During the 1970s, fashion photography moved more towards sexual provocation and tended to become, according to Nancy Hall-Duncan, "a subdivision of the culture of pornography." Turbeville took its misty atmospheres and combined them with models that communicated neither between one another nor with the viewer. Nancy Hall-Duncan notes that these women seemed "locked in their solitude," an impression reinforced "by lazy, soft poses." And, she added: "In the broadest sense, Turbeville's photographs reflected the psychological collapse of the modern world, but people with whom Turbeville recognized her failure to communicate perfectly. She was even scared of them, as she could not have the smallest preconceived idea of them. "I am often scared, of people. This is found in the photos I take: almost the feeling of humiliation or embarrassment. The young women lower their eyes, or look elsewhere, they cannot look the lens in the face. And I, I cannot force them to look directly in the lens, or make a face like everything is great and it's truly cool!" Indeed, in the collective book Women on Women, about women photographing other women, she wrote that in her photos, "there is the gnawing feeling that something is wrong. My work is not complete if it does not contain some vestige of this frustration in the final prints."

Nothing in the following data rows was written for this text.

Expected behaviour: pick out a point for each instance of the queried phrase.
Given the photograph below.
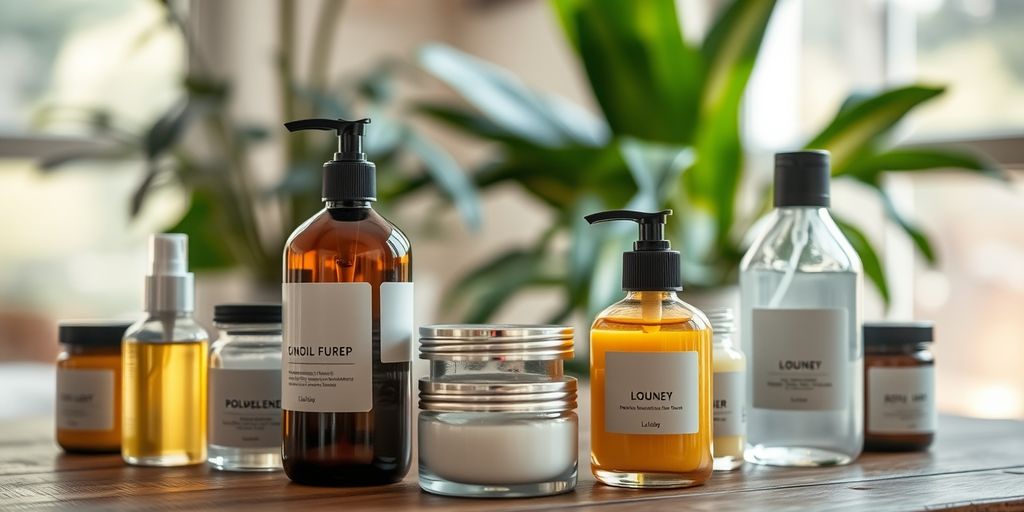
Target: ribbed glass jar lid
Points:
(499, 395)
(506, 342)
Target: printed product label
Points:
(651, 392)
(901, 400)
(396, 322)
(85, 399)
(801, 358)
(729, 416)
(245, 408)
(328, 348)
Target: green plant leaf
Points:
(710, 187)
(489, 286)
(868, 168)
(449, 176)
(208, 248)
(544, 120)
(863, 121)
(868, 258)
(644, 76)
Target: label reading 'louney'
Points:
(85, 399)
(728, 406)
(901, 400)
(651, 392)
(328, 347)
(245, 408)
(801, 358)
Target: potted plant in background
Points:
(232, 220)
(669, 137)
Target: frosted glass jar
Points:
(498, 416)
(507, 440)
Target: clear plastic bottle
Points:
(164, 367)
(245, 388)
(801, 289)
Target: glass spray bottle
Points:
(801, 288)
(650, 357)
(164, 366)
(346, 382)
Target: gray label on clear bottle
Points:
(651, 392)
(245, 408)
(328, 347)
(801, 358)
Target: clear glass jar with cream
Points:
(498, 416)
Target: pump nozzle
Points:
(349, 135)
(348, 176)
(651, 265)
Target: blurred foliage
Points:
(669, 138)
(201, 145)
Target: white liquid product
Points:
(499, 449)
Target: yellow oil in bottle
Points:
(164, 396)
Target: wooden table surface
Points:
(974, 464)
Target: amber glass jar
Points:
(88, 412)
(899, 391)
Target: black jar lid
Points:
(247, 313)
(898, 333)
(92, 333)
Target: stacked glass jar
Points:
(498, 416)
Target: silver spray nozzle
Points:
(169, 287)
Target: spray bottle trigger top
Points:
(651, 265)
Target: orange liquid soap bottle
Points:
(650, 368)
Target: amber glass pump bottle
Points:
(650, 372)
(347, 331)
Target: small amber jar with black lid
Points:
(899, 386)
(88, 400)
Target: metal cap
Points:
(487, 342)
(499, 395)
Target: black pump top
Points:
(349, 176)
(802, 178)
(651, 265)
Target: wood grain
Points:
(975, 464)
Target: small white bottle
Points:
(245, 388)
(801, 289)
(729, 401)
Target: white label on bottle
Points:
(245, 408)
(728, 406)
(396, 322)
(901, 400)
(801, 358)
(85, 399)
(651, 392)
(328, 348)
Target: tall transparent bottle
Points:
(801, 287)
(164, 366)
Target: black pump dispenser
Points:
(651, 265)
(349, 176)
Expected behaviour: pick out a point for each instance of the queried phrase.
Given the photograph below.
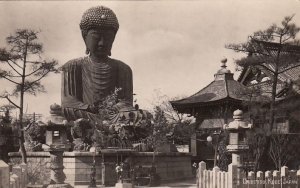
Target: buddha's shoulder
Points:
(121, 64)
(75, 62)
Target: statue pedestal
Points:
(124, 185)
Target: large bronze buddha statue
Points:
(87, 81)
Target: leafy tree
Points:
(181, 124)
(24, 68)
(282, 149)
(274, 50)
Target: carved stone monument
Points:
(56, 139)
(237, 137)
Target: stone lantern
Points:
(56, 129)
(237, 136)
(56, 139)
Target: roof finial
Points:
(223, 61)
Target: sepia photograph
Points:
(157, 93)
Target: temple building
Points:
(213, 107)
(287, 99)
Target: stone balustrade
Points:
(14, 178)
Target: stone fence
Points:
(13, 177)
(236, 178)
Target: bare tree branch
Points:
(5, 77)
(13, 68)
(35, 81)
(7, 98)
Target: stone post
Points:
(4, 174)
(276, 179)
(57, 174)
(200, 174)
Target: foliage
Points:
(160, 129)
(283, 149)
(271, 51)
(24, 68)
(180, 124)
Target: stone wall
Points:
(77, 165)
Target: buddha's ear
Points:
(83, 34)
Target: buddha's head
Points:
(99, 26)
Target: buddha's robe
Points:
(86, 84)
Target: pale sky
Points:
(173, 46)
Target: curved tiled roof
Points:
(223, 87)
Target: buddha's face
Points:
(99, 42)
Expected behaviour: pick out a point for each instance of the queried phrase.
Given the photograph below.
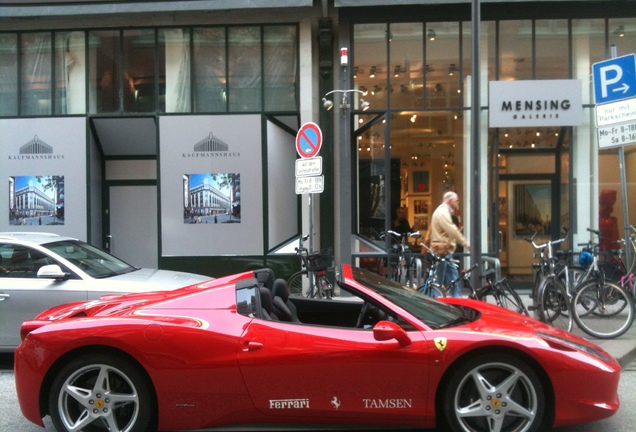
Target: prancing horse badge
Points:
(440, 343)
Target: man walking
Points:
(445, 236)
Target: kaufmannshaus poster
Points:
(211, 185)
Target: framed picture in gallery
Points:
(421, 206)
(421, 182)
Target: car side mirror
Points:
(52, 271)
(387, 330)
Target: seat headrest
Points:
(266, 299)
(19, 256)
(281, 289)
(265, 277)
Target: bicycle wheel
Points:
(324, 287)
(553, 305)
(508, 298)
(612, 310)
(300, 285)
(432, 290)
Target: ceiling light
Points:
(620, 31)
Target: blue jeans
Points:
(451, 273)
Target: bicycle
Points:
(433, 285)
(408, 269)
(494, 291)
(602, 309)
(550, 297)
(312, 279)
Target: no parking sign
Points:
(308, 140)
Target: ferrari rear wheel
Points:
(494, 392)
(100, 392)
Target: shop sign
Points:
(535, 103)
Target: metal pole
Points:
(622, 167)
(475, 207)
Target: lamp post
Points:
(344, 163)
(344, 103)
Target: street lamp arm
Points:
(343, 91)
(327, 104)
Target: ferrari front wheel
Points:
(494, 392)
(102, 393)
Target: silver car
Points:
(41, 270)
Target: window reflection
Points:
(244, 69)
(35, 79)
(8, 74)
(70, 73)
(209, 65)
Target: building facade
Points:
(124, 93)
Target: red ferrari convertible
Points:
(240, 351)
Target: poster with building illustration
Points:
(212, 198)
(211, 185)
(36, 200)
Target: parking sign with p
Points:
(614, 79)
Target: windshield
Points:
(95, 262)
(433, 313)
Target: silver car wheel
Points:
(97, 397)
(496, 396)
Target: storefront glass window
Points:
(552, 56)
(209, 66)
(370, 64)
(139, 81)
(70, 73)
(515, 56)
(441, 69)
(174, 69)
(280, 72)
(104, 71)
(35, 79)
(8, 74)
(588, 47)
(244, 69)
(373, 182)
(406, 78)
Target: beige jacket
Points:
(443, 229)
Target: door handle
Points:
(252, 346)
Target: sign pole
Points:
(621, 162)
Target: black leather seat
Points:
(265, 277)
(284, 309)
(266, 305)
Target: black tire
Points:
(612, 309)
(481, 396)
(507, 298)
(97, 391)
(554, 304)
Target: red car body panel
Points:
(210, 365)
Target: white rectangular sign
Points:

Thus, in her work in fashion photography, she tried to avoid a "stereotypical ideal" and glamour: "It wasn't the perfectly beautiful girl who made me want to take photos, but the girl with an intrigue in her face, with a profoundness below the surface." Accordingly, the models themselves take precedence over the "innocuous, -hued separates of the seventies and eighties," despite their averted gazes.

==Death==
Turbeville died from lung cancer at St. Luke's-Roosevelt Hospital Center in Manhattan on October 24, 2013, at the age of 81.

==Publications==
===Publications by Turbeville===
- Wallflower. Congreve, 1979.
- Unseen Versailles. Doubleday, 1981. Introduction by Louis Auchincloss.
- Les Amoureuses du Temps Pass. Parco, 1985.
- Photographers Contemporains I. Centre Georges Pompidou/M.N.A.M., 1986.
- Newport Remembered. Harry Abrams, 1994. Introduction by Louis Auchincloss.
- The Voyage of the Virgen Maria Candelaria. Parco, 1996.
- Studio St. Petersburg. Bulfinch, 1997.
- Past Imperfect. Steidl, Germany 2010. ISBN 978-3-86521-452-2.
- Casa No. Name. Rizzoli, 2009.
- Comme des Garçons 1981. 2017

===Publications on Turbeville===
- Yearbook of Photography. Time-Life, 1976.
- Women By Women. Aurum, 1978.
- Alexander Liberman The World of American Vogue: Fifty Years of Fashion.
- Hall-Duncan, Nancy. The History of Fashion Photography.
- The Idealizing Vision. Aperture, 1990.
- Wedding Days, Images of Matrimony. H2O/Graystone, Tokyo, 1996.